Output (from the above inputs multiplied together): cost to offset the carbon emissions based on total fertility rate per person

Stretch goal would be the ability to model multiple scenarios simultaneously.

[1] https://iopscience.iop.org/article/10.1088/1748-9326/aa7541

  • CalculateQuick 2 days ago

    I can do that.

    Clarify some things for me:

    “Offspring emissions” — is that just lifetime emissions of one child, or multiple generations (kids + grandkids)?

    Should fertility rate be treated as a simple multiplier, or model population growth (e.g. TFR^n)?

    Do you want attribution across generations (50%, 25%, etc.)?

    Include discounting or just raw totals?

    Outputs — just total cost, or also show emissions and breakdown?

    Are values user-supplied, or should I include presets (e.g. emissions per person by region)?

    Any other details?

    • toomuchtodo a day ago

      Appreciate this.

      > “Offspring emissions” — is that just lifetime emissions of one child, or multiple generations (kids + grandkids)?
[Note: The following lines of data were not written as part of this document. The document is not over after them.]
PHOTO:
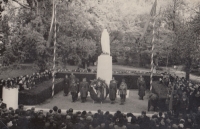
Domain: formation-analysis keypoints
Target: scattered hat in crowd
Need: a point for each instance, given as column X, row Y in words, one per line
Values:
column 174, row 126
column 181, row 126
column 89, row 118
column 182, row 121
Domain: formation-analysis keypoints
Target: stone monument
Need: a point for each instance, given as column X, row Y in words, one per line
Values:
column 104, row 65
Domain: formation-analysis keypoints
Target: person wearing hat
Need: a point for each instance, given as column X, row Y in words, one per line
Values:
column 72, row 76
column 74, row 90
column 66, row 85
column 84, row 87
column 141, row 87
column 122, row 91
column 2, row 105
column 184, row 103
column 112, row 90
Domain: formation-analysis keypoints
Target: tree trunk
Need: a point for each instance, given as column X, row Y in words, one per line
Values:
column 187, row 69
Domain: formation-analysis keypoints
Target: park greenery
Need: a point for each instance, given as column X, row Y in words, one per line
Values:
column 27, row 36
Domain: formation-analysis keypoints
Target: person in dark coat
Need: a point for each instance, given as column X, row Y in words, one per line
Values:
column 122, row 91
column 112, row 90
column 66, row 85
column 84, row 86
column 74, row 90
column 141, row 87
column 72, row 77
column 2, row 105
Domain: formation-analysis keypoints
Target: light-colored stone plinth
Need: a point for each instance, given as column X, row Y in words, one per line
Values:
column 10, row 97
column 104, row 68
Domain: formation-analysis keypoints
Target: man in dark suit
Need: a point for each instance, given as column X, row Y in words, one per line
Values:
column 84, row 86
column 2, row 105
column 66, row 85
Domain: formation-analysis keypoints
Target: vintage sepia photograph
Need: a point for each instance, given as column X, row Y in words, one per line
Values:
column 99, row 64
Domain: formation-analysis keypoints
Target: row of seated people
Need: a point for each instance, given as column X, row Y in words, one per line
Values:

      One generation, as it is difficult to predict with certainty multigenerational fertility (due to social and cultural effects: https://www.sciencedirect.com/science/article/abs/pii/S03135...).

      > Should fertility rate be treated as a simple multiplier, or model population growth (e.g. TFR^n)?

      Simple multiplier, again modeling future fertility is challenging (although it appears it will remain on a declining trajectory per https://www.mckinsey.com/mgi/our-research/dependency-and-dep...).

      > Do you want attribution across generations (50%, 25%, etc.)?

      Unnecessary at this time.

      > Include discounting or just raw totals?

      I am open to your thoughts on this. Raw totals are helpful to me immediately from a valuation perspective, but discounting might be interesting from a visualization perspective. The challenge here is how fertility rate and annual estimated emissions might change over time, the latter based on country level decarbonization/per capita CO2 emissions rate of change over time, forward looking.

      > Outputs — just total cost, or also show emissions and breakdown?

      Both please.

      > Are values user-supplied, or should I include presets (e.g. emissions per person by region)?

      User supplied is fine, as that would be the least amount of effort I believe, but if you wanted presets, I can provide most recent total fertility rate and per capita CO2 emissions by country.

      Thanks again for your help with this experiment. The goal is to create a valuation modeling tool for fertility through the carbon markets.